We ended up in my bed that night screwing and talking. But mostly screwing, my god can he fuck, and when it comes to oral, well all I can say is I've never met anyone like him, he gets between my legs and would stay there all night if he could, but there's a limit to how many times a woman can cum. But there's also the sides of him were he can be soft and gentle, cuddling me when I need it and he can do it without expecting sex. And I can talk with him about anything.
But when he has to be, he's all man, cocky and sure of what and who he is, not taking shit from anybody, so unlike most of the guys I've dated before. In fact, sometimes emotionally he's more like a woman then a guy. No, he's not gay, far from it; I guess you could say he's a man with a woman's tenderness. He can be an aggressive lover, rough and hard like a man or tender and gentle like a woman.
One day after he left to go home I decided to check my email and found my computer on. Pushing the enter button introduced me to a whole new world, a world that would soon satisfy all my needs and those of Dave's. Pushing that button opened the screen to a seen I will never forget. It was a man and woman having sex, doggie style.
No big deal you say, you see that on just about all the adult web sites, usually I'd agree with you except this time it was the man on his hands and knees with an enormous hard on. But it was the woman that really got my attention; she was kneeling behind him with one hand on his hip. But it was the other hand that caught my eye; she was holding a huge cock and guiding it into his ass with a look of pure ecstasy on her face.

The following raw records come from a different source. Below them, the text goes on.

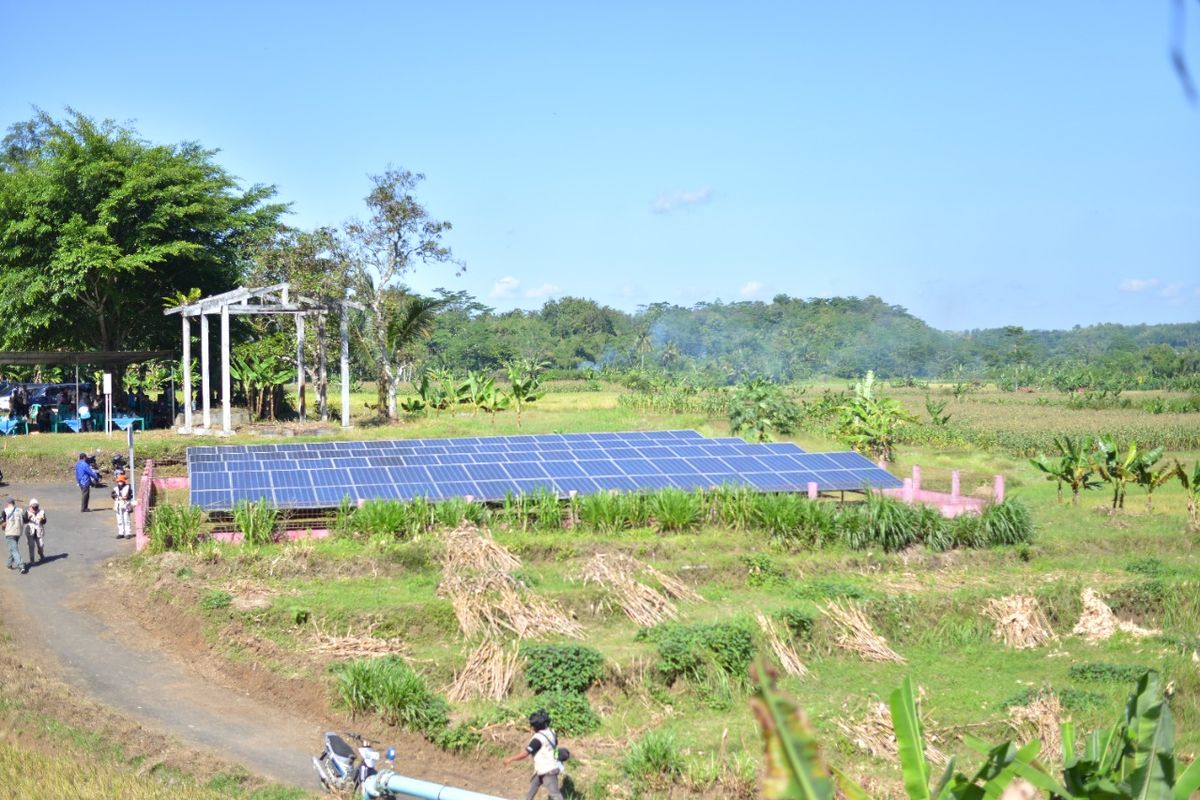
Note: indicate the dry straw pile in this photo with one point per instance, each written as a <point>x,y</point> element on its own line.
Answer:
<point>784,651</point>
<point>643,603</point>
<point>875,735</point>
<point>490,601</point>
<point>487,674</point>
<point>1098,623</point>
<point>1019,621</point>
<point>855,632</point>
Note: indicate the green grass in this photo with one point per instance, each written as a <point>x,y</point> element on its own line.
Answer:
<point>925,603</point>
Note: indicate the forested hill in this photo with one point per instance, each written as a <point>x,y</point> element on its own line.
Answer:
<point>791,338</point>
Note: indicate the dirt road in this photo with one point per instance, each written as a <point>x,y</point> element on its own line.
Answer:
<point>114,660</point>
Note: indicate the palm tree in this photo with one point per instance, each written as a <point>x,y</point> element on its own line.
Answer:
<point>408,323</point>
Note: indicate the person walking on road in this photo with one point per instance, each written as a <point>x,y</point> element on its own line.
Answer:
<point>35,530</point>
<point>13,528</point>
<point>84,476</point>
<point>544,751</point>
<point>123,504</point>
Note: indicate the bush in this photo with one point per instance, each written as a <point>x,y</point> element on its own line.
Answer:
<point>691,650</point>
<point>562,667</point>
<point>1099,672</point>
<point>394,690</point>
<point>1007,523</point>
<point>653,759</point>
<point>570,713</point>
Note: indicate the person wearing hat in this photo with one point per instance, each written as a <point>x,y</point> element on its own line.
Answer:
<point>84,476</point>
<point>123,503</point>
<point>13,528</point>
<point>543,747</point>
<point>35,530</point>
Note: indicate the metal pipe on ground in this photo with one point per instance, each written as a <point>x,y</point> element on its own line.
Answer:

I imagined it was me holding the huge cock and I was pushing it in Dave's ass, I should say the cock in the picture wasn't a real one of course, but a strap on. The minute I looked at that picture I decided I had to get a strap on for myself.
When I checked the history I saw that he had visited thousands of these web sites so either he didn't know how to clear it or he was hoping I would find this. I didn't know for sure, but I was glad he didn't delete it. It didn't take long before I had a pretty good idea my boyfriend was the man I wanted to experience it with.
I called in sick and spent the day on the computer, late that afternoon I paid a visit to the local adult store. I talked to the girl working there and it seams she had a boyfriend that liked it in the butt and she was very very helpful.
An hour and three hundred dollars later I was on my way home. I bought two, a strapless one and a big lifelike one that came with a harness. These were the two he kept going back to on the computer, so hopefully he's going to be surprised Friday night.
I cleared the history hoping he would realize that I knew. For the rest of the week, when he would look at me it seemed like he wanted to say something but he never did.